Trump’s deception about supposed deception from Democrats and his former FBI director
One perfect example: Trump has repeatedly alleged that Democrats are lying when they correctly say overall prices and grocery prices are up during his second presidency – even though it is Trump who is lying when he says overall prices and grocery prices are down.
“The problem with the Democrats: they lie. They do it so well. They talk about affordability, but I’m the one that’s getting the prices down,” he told reporters Sunday, though overall prices were 3% higher in September than they were in September 2024 and 1.7% higher than they were in January 2025, the month he returned to office. “More than anything else, it’s a con job by the Democrats,” since “costs are way down,” Trump falsely said last week on Fox News.
Then, on Monday morning, Trump claimed on social media that Christopher Wray, whom he appointed as FBI director during his first term, had “lied!!!” about the deployment of FBI agents on January 6, 2021, the day Trump supporters stormed the US Capitol. But the president’s supposed basis for this claim was a false conspiracy theory that FBI agents had been secretly inserted into the pre-riot Capitol crowd to whip up a frenzy.
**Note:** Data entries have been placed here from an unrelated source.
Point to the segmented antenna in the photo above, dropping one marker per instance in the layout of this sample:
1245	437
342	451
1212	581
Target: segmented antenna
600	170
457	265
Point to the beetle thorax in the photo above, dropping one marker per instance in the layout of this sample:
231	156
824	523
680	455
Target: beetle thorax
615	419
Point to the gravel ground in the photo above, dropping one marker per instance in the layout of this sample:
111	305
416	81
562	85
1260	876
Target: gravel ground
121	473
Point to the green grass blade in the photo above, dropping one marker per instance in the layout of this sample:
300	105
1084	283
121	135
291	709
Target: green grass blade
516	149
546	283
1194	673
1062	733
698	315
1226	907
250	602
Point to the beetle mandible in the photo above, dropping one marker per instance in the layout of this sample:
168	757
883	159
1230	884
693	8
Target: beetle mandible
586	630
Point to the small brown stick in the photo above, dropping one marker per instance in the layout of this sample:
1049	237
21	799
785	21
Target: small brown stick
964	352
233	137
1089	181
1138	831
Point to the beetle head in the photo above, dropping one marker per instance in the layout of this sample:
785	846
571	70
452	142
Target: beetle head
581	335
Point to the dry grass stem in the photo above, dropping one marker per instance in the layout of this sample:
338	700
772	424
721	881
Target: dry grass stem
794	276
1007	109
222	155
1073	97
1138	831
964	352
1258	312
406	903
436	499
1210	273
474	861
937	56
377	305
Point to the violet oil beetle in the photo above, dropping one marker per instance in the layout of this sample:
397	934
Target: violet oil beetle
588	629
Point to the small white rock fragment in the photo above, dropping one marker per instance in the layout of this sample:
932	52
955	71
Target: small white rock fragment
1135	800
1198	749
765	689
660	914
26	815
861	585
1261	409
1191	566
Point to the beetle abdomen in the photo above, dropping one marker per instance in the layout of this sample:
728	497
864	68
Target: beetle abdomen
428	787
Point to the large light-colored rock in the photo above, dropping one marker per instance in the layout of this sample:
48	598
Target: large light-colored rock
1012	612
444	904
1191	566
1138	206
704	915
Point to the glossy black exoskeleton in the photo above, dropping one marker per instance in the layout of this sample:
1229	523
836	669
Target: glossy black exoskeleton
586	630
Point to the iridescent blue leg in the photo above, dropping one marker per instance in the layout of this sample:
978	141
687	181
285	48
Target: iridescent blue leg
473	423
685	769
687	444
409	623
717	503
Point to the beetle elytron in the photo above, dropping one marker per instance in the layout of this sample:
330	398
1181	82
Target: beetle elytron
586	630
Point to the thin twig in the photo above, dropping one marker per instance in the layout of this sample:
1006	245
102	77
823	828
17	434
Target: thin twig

The phony narrative was debunked in September by none other than Trump’s current FBI director, Kash Patel, who noted that the agents were deployed for crowd control “after the riot was declared by Metro Police.”
Trump chooses colorful fiction over fact-based ammunition
In late October, Trump attacked the integrity of former president Joe Biden in a speech to a military audience – saying, “Biden used to say he was a pilot. He was a pilot, he was a truck dri— whatever, whoever walked in. He wasn’t a pilot.” Biden did falsely claim during his presidency to have previously been a truck driver, among other inaccurate claims about his past, but there is no record of him having claimed to have been a pilot. In other words, Trump was making something up – again – while calling out Biden for supposedly making something up.
Biden’s actual fabrications about his biography would give Trump ample material for attacks. But Trump often discards fact-based ammunition in favor of colorful fiction.
Take what Trump said about Democratic Sen. Richard Blumenthal of Connecticut when the president announced in October that he was commuting the prison sentence of former Republican Rep. George Santos, who had pleaded guilty to federal wire fraud and aggravated identity theft charges after gaining notoriety for numerous lies about his biography.
Trump posted on social media that Blumenthal’s actions were “far worse.” Trump claimed that Blumenthal had lied for nearly two decades that, while serving in the Vietnam War, he “was ‘a Great Hero’” and “endured the worst of the War, watching the Wounded and Dead as he raced up the hills and down the valleys, blood streaming from his face.”
There is no record of Blumenthal claiming to have been a war hero, nor of Blumenthal claiming to have been injured in Vietnam, seen wounded or deceased people, fought in battles, or run through any particular terrain.
Blumenthal, who served in the Marine Corps Reserve in the US during the war, did falsely claim on at least a few occasions in the 2000s that he served in Vietnam itself. But Blumenthal – who accurately described his service on other occasions, and apologized in 2010 for the misstatements – told none of the vivid stories about taking part in deadly fights that Trump attacked him for supposedly telling.
Trump has told similar lies about Blumenthal’s supposed lies for more than seven years now.
Echoes of Trump’s other baseless attacks on the integrity of people and institutions
Trump’s attacks on the honesty of his political foes echo some of his best-known attacks on American institutions. Consider his frequent claims that accurate media reports are “fake news” and that the legitimate 2020 election he lost was “rigged and stolen.”
In those cases, as with his claims this week about inflation and January 6, he has presented himself as a paragon of truth while deceptively undermining the reputations of people who have actually been truthful.